1862 CE
Lizzie Siddal overdoses on laudanum

On the evening of February 10, 1862, Elizabeth (Lizzie) Eleanor Siddal came home with her husband after a dinner with some friends. Earlier that evening she had appeared drowsy but refused to be taken home. Her husband left to teach a class while she prepared for bed. When he came home a few hours later, he found her comatose from an overdose of laudanum. He called a doctor but it was unfortunately too late. She died early the next morning.

Lizzie, born to a working-class family, is best known as a model to a circle of artists in the mid-19th century known as the Pre-Raphaelites. She was painted and drawn extensively by artists of the Pre-Raphaelite Brotherhood, including Walter Deverell, William Holman Hunt, John Everett Millais and Dante Gabriel Rossetti who became her teacher, lover and (eventually) husband. But she is also a poet and artist in her own right and was granted a quarterly allowance of 150 pounds by John Ruskin, famous art critic and patron of the Victorian era. Known as Rossetti's pupil and Ruskin's protégé, she was the only woman to be included in a show at the Pre-Raphaelite salon in 1857.

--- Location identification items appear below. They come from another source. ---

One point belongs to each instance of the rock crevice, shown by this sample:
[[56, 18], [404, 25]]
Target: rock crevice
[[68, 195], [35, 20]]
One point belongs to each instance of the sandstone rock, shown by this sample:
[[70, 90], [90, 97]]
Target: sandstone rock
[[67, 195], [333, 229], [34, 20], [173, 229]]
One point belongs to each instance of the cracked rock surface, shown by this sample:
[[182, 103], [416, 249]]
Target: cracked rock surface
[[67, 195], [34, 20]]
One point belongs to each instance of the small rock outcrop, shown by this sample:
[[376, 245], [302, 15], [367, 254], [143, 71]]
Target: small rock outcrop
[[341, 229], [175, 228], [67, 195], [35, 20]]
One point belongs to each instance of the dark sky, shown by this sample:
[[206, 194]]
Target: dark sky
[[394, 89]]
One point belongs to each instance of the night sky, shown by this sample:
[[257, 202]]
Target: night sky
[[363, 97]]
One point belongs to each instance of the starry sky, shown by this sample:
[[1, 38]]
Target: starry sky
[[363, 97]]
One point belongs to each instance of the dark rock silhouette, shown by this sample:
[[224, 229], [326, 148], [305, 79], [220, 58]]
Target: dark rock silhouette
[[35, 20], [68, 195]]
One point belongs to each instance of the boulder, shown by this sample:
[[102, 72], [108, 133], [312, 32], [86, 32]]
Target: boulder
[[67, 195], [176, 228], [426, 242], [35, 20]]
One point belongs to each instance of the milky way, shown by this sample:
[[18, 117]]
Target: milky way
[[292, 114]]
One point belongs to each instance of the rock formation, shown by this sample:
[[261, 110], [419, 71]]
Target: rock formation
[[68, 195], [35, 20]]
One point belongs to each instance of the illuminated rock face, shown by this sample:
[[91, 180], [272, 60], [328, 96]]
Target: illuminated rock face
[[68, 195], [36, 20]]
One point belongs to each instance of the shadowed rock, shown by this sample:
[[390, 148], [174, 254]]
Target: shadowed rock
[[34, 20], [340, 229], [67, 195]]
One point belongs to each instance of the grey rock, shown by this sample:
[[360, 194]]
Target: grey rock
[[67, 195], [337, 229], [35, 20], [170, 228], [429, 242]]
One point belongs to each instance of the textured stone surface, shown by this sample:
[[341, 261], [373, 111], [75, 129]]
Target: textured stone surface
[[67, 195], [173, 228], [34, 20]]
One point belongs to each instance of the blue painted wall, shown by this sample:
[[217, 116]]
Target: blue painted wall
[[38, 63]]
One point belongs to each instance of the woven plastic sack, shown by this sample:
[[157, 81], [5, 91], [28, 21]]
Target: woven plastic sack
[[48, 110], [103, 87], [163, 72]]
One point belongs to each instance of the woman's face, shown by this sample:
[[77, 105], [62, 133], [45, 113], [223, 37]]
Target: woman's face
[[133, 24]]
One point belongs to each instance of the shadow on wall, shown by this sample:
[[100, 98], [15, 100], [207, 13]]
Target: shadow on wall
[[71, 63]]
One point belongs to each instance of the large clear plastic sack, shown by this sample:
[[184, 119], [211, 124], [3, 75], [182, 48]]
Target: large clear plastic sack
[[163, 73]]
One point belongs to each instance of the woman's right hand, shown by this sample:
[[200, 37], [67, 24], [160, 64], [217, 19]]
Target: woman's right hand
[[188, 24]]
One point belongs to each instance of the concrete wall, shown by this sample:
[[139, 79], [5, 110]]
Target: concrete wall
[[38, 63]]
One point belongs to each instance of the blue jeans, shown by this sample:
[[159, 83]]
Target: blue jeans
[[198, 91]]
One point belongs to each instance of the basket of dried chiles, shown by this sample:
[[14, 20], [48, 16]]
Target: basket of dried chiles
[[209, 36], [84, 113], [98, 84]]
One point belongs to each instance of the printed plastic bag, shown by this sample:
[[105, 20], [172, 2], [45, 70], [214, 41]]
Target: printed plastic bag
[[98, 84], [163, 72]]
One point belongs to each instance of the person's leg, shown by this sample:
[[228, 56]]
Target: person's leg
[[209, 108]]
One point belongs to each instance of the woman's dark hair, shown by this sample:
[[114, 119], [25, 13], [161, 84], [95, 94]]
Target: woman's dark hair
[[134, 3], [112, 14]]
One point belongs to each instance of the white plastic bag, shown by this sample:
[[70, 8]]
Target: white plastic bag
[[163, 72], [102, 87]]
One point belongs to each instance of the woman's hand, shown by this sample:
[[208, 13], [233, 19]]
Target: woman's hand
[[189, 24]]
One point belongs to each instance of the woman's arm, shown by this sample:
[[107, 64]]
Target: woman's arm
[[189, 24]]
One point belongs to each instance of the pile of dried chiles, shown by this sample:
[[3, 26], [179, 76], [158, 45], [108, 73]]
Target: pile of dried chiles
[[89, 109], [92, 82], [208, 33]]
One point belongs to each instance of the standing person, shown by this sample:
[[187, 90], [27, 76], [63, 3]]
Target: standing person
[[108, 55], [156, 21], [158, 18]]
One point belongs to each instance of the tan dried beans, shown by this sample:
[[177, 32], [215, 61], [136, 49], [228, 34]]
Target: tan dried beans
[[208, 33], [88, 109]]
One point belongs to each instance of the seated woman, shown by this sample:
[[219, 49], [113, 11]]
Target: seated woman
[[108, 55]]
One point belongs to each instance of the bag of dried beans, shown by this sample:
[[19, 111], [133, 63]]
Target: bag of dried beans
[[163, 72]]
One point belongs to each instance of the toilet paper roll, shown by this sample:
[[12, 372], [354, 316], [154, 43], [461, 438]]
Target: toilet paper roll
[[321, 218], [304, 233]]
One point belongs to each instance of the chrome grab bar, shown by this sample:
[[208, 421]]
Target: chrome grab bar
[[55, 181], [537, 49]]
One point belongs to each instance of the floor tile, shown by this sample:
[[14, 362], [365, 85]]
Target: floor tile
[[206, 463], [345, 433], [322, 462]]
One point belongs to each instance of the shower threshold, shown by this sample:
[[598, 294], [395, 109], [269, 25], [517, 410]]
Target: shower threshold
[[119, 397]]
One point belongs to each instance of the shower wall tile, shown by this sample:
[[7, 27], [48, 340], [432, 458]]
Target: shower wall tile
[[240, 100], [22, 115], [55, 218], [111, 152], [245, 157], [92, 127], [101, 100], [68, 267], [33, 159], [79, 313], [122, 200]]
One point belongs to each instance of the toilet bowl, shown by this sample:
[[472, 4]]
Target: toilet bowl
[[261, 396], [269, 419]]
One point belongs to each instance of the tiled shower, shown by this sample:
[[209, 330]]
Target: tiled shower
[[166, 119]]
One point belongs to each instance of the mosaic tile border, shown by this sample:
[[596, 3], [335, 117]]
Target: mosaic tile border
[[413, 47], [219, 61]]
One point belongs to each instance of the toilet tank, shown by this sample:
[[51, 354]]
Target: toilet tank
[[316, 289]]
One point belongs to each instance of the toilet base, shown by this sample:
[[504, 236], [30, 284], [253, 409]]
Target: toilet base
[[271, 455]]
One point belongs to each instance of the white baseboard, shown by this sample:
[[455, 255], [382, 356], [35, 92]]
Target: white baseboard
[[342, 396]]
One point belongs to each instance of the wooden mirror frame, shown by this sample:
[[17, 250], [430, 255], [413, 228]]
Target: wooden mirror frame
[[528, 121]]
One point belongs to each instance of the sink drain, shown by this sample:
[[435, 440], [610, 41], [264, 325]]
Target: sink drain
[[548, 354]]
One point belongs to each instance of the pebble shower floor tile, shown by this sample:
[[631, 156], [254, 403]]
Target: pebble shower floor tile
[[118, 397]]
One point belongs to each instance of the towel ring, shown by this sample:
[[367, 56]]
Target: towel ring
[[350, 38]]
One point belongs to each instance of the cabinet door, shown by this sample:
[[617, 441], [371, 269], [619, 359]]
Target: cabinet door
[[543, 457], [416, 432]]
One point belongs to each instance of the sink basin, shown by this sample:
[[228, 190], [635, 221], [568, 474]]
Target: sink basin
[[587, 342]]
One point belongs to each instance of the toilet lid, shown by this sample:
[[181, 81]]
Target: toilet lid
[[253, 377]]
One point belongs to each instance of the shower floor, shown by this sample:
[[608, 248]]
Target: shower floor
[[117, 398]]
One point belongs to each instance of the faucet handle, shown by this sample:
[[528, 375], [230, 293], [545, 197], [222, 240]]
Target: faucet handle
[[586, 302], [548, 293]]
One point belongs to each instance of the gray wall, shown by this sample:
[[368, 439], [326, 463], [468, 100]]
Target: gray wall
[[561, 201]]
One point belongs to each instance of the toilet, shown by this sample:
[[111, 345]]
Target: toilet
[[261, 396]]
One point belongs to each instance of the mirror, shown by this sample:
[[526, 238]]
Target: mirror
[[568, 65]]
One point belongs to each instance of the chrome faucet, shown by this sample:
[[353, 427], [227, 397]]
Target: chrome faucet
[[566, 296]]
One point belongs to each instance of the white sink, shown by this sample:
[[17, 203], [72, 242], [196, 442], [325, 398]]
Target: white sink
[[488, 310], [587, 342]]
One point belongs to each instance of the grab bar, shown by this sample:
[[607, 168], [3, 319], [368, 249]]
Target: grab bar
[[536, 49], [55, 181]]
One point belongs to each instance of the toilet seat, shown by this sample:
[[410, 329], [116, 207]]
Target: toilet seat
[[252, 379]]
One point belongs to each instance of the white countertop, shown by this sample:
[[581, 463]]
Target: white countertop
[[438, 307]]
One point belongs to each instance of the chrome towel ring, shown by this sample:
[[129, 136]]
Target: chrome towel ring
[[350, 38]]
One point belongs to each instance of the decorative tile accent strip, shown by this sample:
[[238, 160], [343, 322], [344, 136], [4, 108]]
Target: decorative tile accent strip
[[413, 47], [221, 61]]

Lizzie suffered from chronic health issues likely made worse by stress related to her relationship with Rossetti and grief at the still birth of their child. She became increasingly dependent on laudanum, a tincture of opium commonly used as a painkiller that was available at most apothecary shops at the time. She was 32 years old when she died.

Source: Siddall, L.B. (2002). The Sad, Short Life of Elizabeth Siddall: Pre-Raphaelite Model and Artist.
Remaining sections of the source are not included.